The release of a Visual Studio update or patch is not normally newsworthy to me, but Visual Studio 2013 Update 3 includes some new features that piqued my interest. The changes to the flagship Microsoft IDE includes tweaks and fixes, along with new features for testing and debugging with an emphasis on Microsoft Azure development in the additional Azure SDK update. Here’s a quick tour of the most notable changes in the update.

Lengthy installation

Visual Studio 2013 Update 3 is available from the Microsoft Download Center. The actual installation is not fast, so you’ll have plenty of time to grab a cup of coffee while it does its thing — Figure A will be on your screen for some time. A system reboot is required to complete the installation.

In addition, there are four other notable releases that require separate downloads/installations:

Figure A

Visual Studio 2013 Update 3 installation window.

While there are a number of bug fixes and minor tweaks packaged with Visual Studio 2013 Update 3, I will just focus on some of the items that I find most useful.

  • The CSS Editor supports the drag-and-drop off resources into a file; this allows you to easily drop images, fonts, and CSS items to the source code, thus simplifying development. It’s so powerful that it makes you wonder why it was never there in the first place.
  • The JSON editors have new auto formatting and brace matching, which also simplifies coding.
  • Application Insights is a standard feature of the IDE, so you no longer need to install the extension.
  • CodeLens integrates with Git to provide information on changes including who, what, and when. The Visual Studio Performance and Diagnostic hub includes memory usage for WPF and Win32 applications, along with CPU Usage integrated in the Call Tree.
  • The Visual Studio Graphics Analyzer allows you to debug graphics used in an application.
  • For those working with memory dumps, you can Go to Definition and Find All References, simplifying navigation (if possible within a memory dump).
  • The ASP.NET Facebook template has been moved to the NuGet gallery. Since Facebook is constantly changing, this enables you to keep the template up-to-date.
  • IntelliSense support for RequireJS is included in the JavaScript editor.

Visual Studio for everything

A key Microsoft initiative is bringing everything into Visual Studio from a developer perspective. Visual Studio will be where you do all of your work, negating the need to switch to other applications, thus improving productivity. Another goal is tight integration with Microsoft Azure, making it just as easy to work with cloud resources as it is to work with your own.

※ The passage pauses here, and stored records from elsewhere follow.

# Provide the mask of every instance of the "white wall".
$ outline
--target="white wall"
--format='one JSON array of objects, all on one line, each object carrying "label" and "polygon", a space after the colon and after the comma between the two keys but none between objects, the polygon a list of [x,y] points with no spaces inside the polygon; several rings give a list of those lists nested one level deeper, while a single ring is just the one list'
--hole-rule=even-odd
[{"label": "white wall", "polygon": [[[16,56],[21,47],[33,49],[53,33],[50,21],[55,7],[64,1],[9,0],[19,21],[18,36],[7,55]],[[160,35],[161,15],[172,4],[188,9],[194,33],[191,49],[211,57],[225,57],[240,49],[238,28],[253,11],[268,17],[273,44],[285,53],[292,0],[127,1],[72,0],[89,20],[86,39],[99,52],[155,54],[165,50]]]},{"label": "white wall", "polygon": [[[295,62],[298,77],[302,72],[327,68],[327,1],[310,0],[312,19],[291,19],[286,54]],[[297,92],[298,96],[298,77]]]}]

I am doing more work with the Azure platform, so the new features added with the latest updates were welcome. The base Visual Studio 2013 Update 3 allows publishing Azure WebJobs with one click of a button — you simply right-click your project and choose Publish As Azure WebJob (Figure B). WebJobs are a welcome feature, as they provide a vehicle for creating schedule jobs that run within the same virtual machine as a website. Regardless of the application, jobs are always needed for maintenance tasks, processing, and so forth. I will cover them more in-depth in a future column.

Figure B

Publishing a WebJob with Visual Studio 2013.

Additional Azure integration includes support for Azure Notification Hubs (the menu option shown in Figure C) and creating ASP.NET applications that utilize an Azure Active Directory (you get one with a subscription).

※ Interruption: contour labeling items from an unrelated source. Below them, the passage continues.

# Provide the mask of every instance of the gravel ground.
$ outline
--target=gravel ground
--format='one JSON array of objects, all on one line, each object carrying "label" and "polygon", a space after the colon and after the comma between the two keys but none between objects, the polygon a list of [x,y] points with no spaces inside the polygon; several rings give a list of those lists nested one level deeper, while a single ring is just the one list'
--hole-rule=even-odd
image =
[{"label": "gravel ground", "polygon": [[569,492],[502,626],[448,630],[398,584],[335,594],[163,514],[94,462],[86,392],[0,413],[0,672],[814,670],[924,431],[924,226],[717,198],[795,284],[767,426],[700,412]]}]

Azure integration goes up a notch with the installation of Microsoft Azure SDK 2.4.; it provides the ability to manage virtual machines with the Visual Studio IDE, along with setting up remote debugging and provisioning storage. Figure D shows the Service Explorer opened and linked to my Windows Azure account — notice the Virtual Machines and Storage nodes under Azure. Right-clicking an individual virtual machine presents the menu shown in Figure D, where you can connect via remote desktop along with restarting, shutting it down, configuring, and debugging. It is great to have this available within Visual Studio, because it simplifies working with Azure cloud resources.

Figure C

New features added to Visual Studio with Microsoft Azure SDK 2.4.

Figure D

Managing and configuring virtual machines within Visual Studio.

A noteworthy update

I am an avid Visual Studio user, but I am not usually excited about product updates. However, Visual Studio 2013 Update 3 provides features I wanted and others I did not even know I wanted.

The IDE continues to evolve, and the Microsoft Azure integration is wonderful for those of us using it. The need to use other tools is minimizing, as more features are added – good examples are the full-featured editors for HTML, JSON, CSS, and JavaScript and support for common JavaScript libraries as well as Node.js.

Now I am looking forward to future Visual Studio releases and updates.